South Korea Advances Bill to Tax Synthetic Nicotine as Tobacco
South Korea’s National Assembly has taken a major step towards regulating synthetic nicotine by advancing a bill to classify it as “tobacco” under the Tobacco Business Act. The amendment, approved by the subcommittee on economic and fiscal policy, seeks to broaden the legal definition of tobacco from just “tobacco leaf” to “tobacco or nicotine.” This change would subject liquid e-cigarettes containing synthetic nicotine to the same taxes and regulations as traditional tobacco products for the first time in 37 years.

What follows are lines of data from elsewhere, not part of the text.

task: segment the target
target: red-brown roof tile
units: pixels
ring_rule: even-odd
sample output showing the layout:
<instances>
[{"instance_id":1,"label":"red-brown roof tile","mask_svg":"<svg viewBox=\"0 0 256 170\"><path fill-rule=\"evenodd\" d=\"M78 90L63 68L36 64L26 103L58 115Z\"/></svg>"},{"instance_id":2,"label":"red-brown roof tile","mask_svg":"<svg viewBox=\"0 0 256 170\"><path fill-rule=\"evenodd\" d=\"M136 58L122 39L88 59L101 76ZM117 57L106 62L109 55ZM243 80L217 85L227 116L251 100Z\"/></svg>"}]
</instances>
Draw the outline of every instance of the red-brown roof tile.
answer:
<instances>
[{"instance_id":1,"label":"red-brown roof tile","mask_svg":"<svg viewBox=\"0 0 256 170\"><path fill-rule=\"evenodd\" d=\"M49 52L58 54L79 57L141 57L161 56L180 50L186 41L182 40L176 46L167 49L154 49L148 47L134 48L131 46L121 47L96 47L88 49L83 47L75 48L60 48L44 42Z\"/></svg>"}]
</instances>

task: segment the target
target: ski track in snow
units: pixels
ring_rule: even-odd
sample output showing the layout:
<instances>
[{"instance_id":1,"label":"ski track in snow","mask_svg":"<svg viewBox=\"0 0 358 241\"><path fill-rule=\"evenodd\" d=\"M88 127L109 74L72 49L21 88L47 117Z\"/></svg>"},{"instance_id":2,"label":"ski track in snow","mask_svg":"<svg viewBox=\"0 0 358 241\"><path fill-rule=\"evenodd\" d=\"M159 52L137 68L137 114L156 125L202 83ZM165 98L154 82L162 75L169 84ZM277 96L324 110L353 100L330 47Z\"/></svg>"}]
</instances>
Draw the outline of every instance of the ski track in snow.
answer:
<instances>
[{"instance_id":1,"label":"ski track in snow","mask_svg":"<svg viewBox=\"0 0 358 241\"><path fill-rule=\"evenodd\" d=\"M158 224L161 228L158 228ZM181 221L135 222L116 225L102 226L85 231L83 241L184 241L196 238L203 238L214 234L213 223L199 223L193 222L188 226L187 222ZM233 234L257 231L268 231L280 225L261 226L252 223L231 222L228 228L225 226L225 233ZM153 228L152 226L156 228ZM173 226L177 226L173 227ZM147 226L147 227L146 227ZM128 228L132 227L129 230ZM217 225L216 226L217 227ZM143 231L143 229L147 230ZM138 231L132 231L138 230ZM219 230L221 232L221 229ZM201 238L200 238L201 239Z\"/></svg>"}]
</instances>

Currently, synthetic nicotine is classified as an industrial product, exempting it from tobacco consumption taxes and health levies, making these vape products cheaper and more accessible. Lawmakers estimate that closing this loophole could generate approximately 930 billion won ($646 million) in new annual tax revenue. Rep. Song Eon-seog noted that tax losses from synthetic nicotine over the past four years amounted to roughly 3.39 trillion won.
The push for regulation gained momentum following a November 2024 government study indicating synthetic nicotine contained harmful substances, and aligns South Korea with 35 other OECD nations that already regulate it as tobacco. The bill includes a two-year grace period for retailer distance requirements to ease the impact on small businesses. If fully enacted, synthetic nicotine e-liquids are expected to face significant price increases, reshaping the local e-cigarette market.